Тронутый и признательный Готфрид привлек к себе и поцеловал свою невесту, давая себе мысленно клятву любить ее неизменно и энергично, отогнать прочь обаятельный образ, который пытался возникать между ним и русой головкой Жизели. В тот же вечер он заявил судье и его жене, что просит руки их племянницы. Предложение было с радостью принято. Молодой человек просил их только сохранить это в тайне, пока он не сообщил о своем намерении графу. Они обещали, и, таким образом, никто, даже Танкред, не узнал о важном событии, происшедшем в жизни воспитателя.
Отсутствие графа было более продолжительно, чем предполагали, и лишь через три недели он приехал с женой, с сыном и молодым итальянским художником, приглашенным, чтобы написать несколько портретов для фамильной галереи.
Арно казался печальней и еще бледней, чем месяц тому назад.

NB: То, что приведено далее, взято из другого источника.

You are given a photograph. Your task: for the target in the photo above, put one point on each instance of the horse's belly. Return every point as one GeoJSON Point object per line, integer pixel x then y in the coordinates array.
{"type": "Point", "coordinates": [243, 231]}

Отец его был мрачен, озабочен и раздражителен. Неудовольствие его достигло крайних пределов, когда он узнал, что дон Рамон де Морейра, от которого он надеялся, наконец, отделаться, приобрел себе недалеко от Рекенштейна имение, где уже шли деятельные приготовления к его приезду.
Что касается Габриэли, она тоже побледнела, была нервна, утомлена и равнодушна. Готфрида она приняла холодно и, казалось, едва замечала его. Единственный человек, который, по-видимому, забавлял ее немного, был живописец; его блестящий разговор, исполненный интереса, изящные, приличные манеры делали его присутствие в доме приятным.
Гвидо Серрати — так звали итальянца — был красивый молодой человек, лет около 30. Его правильное лицо имело несомненное сходство с портретом Цезаря Борджиа, писанным Рафаэлем; но его утомленные черты, несколько преждевременных морщин в углах рта показывали, что он не был чужд и буйных страстей той же исторической личности, на которую так походил своей наружностью.